4. Extracting the face of an image: performing face extraction on the RGB picture in the step 3 to obtain a face picture, determining a plurality of face problems in the picture through a face screen ratio (the ratio of the face picture in the whole screen), and considering the face with the largest screen ratio as an effective face in the picture;
5. comparing and fusing RGB pictures: and (4) a local face picture comparison library is built in, the effective face pictures of the RGB pictures in the step (4) are stored in the local face library and are compared with each other, and effective face pictures of two groups of RGB pictures are obtained.
6. Detecting and selecting picture quality: and (3) carrying out picture quality comparison on the effective face pictures of the two groups of RGB pictures obtained in the step (5), wherein the quality comparison includes but is not limited to: determining the quality of the group of data according to the various indexes, and taking the optimal quality as a final effective picture;
description of the parameters:
image blur, effective range of parameter values (0.1, 1);
the face pitch angle, the effective range of the parameter value [ -20 degrees, +20 degrees ];
face mask ratio: effective ranges of oral and nasal parameter values (0.9, 1), and effective ranges of ocular parameter values (0.5, 1);
degree of opening and closing of the mouth, effective range of parameter values (0.1, 1).
Parameter relationship: while satisfying the effective range, is considered effective.
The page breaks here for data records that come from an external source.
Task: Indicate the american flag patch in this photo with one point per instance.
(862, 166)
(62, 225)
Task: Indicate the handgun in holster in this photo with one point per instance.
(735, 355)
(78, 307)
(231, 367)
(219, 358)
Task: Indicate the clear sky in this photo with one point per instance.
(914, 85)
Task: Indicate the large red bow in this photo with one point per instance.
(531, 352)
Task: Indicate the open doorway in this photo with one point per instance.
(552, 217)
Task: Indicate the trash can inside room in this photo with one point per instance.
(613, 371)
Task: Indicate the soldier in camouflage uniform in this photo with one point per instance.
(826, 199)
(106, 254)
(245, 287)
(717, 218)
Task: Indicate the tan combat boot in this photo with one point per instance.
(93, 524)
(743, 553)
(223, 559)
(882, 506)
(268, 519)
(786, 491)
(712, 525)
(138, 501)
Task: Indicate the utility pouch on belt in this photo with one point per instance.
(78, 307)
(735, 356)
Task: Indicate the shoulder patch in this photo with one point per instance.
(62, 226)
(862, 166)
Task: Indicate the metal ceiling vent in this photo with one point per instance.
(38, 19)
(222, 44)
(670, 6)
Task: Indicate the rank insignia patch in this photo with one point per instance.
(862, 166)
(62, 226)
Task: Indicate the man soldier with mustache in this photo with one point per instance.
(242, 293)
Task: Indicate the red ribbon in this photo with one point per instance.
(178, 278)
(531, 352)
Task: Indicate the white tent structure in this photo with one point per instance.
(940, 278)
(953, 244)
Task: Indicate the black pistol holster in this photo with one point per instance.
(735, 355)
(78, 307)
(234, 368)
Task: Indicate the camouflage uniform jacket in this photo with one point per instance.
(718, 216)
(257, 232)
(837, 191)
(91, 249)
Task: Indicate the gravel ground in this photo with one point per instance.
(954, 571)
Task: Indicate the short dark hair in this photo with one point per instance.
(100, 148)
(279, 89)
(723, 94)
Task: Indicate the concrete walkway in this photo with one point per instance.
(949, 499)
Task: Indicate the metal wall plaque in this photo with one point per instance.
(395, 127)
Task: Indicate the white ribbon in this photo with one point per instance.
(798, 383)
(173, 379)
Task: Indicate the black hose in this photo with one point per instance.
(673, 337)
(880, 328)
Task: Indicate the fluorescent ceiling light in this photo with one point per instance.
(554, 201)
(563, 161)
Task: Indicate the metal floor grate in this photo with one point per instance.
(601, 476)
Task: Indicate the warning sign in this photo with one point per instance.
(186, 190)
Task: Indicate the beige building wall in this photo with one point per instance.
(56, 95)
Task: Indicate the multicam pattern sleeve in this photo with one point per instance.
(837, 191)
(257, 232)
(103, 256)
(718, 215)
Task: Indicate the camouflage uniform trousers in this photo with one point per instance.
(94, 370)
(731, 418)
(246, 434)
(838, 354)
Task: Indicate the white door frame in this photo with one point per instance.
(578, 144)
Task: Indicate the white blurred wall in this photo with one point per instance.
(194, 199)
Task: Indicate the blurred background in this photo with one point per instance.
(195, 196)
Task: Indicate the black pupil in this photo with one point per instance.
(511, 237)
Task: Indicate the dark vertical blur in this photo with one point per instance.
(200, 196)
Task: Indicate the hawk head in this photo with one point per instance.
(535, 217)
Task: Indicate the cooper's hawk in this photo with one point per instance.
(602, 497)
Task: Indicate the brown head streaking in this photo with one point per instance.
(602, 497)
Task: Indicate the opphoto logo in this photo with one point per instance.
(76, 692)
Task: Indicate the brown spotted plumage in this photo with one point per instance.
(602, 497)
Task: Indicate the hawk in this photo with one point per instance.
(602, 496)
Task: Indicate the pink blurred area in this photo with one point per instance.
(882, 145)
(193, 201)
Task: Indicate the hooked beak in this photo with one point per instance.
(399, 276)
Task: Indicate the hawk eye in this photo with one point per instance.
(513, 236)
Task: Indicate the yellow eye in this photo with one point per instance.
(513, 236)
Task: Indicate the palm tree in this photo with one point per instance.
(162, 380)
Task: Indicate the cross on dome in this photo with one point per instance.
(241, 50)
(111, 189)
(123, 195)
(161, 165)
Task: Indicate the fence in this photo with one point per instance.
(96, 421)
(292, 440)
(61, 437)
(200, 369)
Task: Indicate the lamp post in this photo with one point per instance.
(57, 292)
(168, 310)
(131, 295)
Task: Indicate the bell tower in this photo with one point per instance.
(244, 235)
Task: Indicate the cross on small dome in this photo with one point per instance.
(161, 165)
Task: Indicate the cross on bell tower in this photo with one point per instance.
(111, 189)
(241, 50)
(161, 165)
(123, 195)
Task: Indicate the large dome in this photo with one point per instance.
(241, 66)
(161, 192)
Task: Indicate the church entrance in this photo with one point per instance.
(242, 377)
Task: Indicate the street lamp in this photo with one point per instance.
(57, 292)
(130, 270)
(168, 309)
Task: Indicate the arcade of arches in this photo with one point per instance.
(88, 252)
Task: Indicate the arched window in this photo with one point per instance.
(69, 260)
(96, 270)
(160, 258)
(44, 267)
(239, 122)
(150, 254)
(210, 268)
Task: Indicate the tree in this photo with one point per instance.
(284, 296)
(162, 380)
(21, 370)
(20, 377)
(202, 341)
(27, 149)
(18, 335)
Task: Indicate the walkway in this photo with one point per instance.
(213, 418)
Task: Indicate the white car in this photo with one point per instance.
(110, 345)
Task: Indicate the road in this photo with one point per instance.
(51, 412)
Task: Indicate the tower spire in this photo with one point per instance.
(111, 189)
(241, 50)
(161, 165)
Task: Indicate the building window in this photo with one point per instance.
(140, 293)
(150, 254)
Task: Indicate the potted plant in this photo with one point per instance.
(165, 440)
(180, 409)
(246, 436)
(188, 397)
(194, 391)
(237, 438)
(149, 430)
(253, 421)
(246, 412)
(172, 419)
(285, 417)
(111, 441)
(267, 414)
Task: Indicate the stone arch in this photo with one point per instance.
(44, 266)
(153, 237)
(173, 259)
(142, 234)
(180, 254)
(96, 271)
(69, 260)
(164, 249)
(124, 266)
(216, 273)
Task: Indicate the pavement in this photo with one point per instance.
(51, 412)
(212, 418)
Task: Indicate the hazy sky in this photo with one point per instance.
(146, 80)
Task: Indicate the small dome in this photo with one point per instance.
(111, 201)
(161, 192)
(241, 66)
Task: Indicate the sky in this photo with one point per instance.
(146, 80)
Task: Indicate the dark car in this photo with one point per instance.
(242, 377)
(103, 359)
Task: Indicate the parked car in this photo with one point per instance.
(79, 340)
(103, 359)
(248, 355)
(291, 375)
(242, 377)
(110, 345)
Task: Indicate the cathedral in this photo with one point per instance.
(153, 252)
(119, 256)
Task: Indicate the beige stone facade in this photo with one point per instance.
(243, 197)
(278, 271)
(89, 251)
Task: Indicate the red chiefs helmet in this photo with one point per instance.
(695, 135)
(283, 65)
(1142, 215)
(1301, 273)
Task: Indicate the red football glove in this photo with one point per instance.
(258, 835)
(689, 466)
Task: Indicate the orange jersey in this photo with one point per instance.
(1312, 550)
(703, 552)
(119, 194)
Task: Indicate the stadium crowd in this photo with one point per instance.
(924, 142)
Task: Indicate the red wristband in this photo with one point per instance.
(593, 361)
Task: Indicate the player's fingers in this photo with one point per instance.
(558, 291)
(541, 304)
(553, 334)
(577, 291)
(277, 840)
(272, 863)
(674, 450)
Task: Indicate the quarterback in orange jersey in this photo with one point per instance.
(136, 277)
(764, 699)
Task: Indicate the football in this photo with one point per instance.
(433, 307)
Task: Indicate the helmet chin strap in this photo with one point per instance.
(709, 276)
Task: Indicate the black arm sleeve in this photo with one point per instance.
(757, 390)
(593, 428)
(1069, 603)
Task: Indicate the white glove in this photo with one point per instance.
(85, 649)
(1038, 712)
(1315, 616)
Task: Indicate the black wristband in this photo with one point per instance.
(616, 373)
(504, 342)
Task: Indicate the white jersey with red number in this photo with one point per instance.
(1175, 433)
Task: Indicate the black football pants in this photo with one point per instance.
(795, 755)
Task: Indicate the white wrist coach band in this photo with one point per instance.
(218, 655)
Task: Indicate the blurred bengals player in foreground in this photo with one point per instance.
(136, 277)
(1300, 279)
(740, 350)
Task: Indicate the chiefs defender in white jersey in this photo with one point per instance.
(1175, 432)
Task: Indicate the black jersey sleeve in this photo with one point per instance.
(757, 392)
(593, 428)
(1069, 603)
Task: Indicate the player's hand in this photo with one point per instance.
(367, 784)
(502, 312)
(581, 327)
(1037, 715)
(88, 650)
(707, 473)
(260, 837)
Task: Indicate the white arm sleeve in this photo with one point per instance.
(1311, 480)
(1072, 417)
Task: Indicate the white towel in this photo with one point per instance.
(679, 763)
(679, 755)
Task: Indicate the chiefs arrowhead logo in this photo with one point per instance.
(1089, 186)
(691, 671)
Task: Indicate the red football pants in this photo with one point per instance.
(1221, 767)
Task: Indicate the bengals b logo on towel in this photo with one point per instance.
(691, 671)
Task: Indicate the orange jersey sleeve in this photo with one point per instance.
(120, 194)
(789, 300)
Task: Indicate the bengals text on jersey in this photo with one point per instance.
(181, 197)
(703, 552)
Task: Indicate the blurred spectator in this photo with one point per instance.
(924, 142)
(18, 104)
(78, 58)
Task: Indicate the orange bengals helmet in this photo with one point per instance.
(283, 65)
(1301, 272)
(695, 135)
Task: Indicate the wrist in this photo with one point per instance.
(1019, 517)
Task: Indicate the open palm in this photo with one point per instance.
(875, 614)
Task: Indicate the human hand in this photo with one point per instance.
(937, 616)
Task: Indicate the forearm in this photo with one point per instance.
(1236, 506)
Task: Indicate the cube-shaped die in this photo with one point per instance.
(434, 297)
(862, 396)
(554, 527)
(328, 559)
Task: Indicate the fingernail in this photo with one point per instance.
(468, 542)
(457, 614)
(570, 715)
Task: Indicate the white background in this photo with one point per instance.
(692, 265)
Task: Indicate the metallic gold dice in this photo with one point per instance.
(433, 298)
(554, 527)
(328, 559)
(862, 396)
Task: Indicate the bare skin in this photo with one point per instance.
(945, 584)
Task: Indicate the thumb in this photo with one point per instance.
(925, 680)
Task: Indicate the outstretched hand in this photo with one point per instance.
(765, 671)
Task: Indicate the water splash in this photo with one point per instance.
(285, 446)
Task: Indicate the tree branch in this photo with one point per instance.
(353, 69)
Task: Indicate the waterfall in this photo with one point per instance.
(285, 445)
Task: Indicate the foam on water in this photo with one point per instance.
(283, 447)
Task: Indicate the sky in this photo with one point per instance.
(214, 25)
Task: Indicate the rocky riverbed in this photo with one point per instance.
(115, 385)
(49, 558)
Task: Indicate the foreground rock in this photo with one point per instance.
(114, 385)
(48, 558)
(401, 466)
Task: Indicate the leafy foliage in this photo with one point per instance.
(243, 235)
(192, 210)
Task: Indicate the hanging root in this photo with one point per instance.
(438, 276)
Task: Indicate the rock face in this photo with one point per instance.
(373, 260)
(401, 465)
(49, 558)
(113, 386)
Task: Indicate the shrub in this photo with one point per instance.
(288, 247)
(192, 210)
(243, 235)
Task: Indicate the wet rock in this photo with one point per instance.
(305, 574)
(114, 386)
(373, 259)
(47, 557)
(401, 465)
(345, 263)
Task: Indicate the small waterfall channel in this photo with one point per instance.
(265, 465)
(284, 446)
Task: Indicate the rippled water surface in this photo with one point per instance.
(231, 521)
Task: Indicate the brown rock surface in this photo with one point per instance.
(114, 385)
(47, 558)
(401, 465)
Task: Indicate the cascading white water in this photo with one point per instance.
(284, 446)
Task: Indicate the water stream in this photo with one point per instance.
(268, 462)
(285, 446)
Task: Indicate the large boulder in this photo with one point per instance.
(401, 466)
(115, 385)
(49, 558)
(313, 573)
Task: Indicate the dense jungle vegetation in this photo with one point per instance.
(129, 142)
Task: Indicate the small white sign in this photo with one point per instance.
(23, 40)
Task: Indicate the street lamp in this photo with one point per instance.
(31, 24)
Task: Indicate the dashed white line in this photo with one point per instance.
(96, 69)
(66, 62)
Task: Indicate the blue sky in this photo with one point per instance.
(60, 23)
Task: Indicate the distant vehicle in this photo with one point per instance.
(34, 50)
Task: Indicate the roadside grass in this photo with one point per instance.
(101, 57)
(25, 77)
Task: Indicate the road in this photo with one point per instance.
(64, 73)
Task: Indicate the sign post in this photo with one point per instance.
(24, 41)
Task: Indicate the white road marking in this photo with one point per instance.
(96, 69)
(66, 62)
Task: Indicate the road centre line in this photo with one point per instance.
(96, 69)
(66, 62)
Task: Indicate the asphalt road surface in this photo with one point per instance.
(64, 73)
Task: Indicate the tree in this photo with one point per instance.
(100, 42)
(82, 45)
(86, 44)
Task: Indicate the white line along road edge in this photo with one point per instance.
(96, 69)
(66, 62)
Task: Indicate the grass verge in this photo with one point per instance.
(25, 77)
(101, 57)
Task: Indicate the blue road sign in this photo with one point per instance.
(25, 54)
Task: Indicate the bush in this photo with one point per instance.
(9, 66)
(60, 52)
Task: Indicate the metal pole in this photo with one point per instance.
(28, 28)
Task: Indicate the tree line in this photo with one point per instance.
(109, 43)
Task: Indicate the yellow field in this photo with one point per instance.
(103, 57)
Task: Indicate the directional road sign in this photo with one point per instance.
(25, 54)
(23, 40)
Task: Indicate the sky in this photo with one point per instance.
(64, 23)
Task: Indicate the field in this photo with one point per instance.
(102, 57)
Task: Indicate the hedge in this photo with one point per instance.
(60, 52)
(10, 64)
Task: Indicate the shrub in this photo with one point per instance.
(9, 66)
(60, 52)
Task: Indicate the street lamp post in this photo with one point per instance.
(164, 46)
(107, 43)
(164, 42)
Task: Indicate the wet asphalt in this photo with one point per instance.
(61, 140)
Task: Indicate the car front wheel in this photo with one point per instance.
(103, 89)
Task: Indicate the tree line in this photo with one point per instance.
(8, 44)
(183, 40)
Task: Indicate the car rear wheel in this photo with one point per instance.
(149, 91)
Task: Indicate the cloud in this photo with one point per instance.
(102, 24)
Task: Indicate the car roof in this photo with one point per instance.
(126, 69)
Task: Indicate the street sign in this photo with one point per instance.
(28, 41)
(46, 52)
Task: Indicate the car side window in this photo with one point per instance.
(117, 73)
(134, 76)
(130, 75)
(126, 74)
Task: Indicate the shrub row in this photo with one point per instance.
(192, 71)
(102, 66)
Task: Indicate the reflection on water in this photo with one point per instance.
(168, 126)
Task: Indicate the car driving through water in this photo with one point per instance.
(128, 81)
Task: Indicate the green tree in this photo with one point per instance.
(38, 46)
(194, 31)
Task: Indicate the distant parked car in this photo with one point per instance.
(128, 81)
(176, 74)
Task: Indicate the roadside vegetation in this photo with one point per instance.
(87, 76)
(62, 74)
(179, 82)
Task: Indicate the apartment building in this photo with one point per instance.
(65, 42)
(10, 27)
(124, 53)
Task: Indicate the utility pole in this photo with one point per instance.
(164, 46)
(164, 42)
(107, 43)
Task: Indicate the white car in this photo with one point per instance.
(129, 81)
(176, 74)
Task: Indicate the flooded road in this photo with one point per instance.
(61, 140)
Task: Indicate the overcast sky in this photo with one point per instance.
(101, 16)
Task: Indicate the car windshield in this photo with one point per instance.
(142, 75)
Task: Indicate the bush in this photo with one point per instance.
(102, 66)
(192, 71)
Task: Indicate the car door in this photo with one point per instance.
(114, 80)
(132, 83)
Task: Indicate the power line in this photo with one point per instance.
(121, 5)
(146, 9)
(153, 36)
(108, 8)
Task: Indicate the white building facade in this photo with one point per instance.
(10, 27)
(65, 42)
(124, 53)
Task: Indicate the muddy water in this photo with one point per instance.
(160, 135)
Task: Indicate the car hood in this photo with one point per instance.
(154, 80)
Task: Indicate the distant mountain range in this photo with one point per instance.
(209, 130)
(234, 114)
7. Comparing the faces of the pictures: and (4) sending the face picture in the step (6) into a background face comparison service, realizing a final comparison result and finishing subsequent service processing.
Example 4
An object of this embodiment is to provide a face fuses comparison device based on many cameras, includes:
a memory;
one or more processors; and
one or more modules stored in the memory and configured to be executed by the one or more processors, the one or more modules comprising:
a memory;
one or more processors; and
one or more modules stored in the memory and configured to be executed by the one or more processors, the one or more modules comprising:
a video data stream acquisition module: the system comprises a data processing module, a data storage module and a data processing module, wherein the data processing module is used for acquiring a plurality of groups of camera video stream data and storing the video stream data in groups according to the ID of the cameras;
the picture extraction module: the system comprises a plurality of groups of RGB pictures corresponding to the plurality of groups of video stream data at the same time T;
a face extraction module: the face image acquisition module is used for extracting faces from each group of RGB images to obtain face images, calculating the screen occupation ratio of the faces in each face image, and setting the face image with the largest screen occupation ratio as an effective face image of each group of RGB images;
the picture screening module: the effective face pictures of the RGB pictures marked as effective data are obtained by the effective face pictures of the RGB pictures of all the groups through a picture screening algorithm;
an uploading module: and the effective face picture of the RGB pictures marked as the effective data is sent to the face comparison server.
The foregoing is only a preferred embodiment of the present invention, and the present invention is not limited thereto in any way, and any simple modification, equivalent replacement and improvement made to the above embodiment within the spirit and principle of the present invention still fall within the protection scope of the present invention.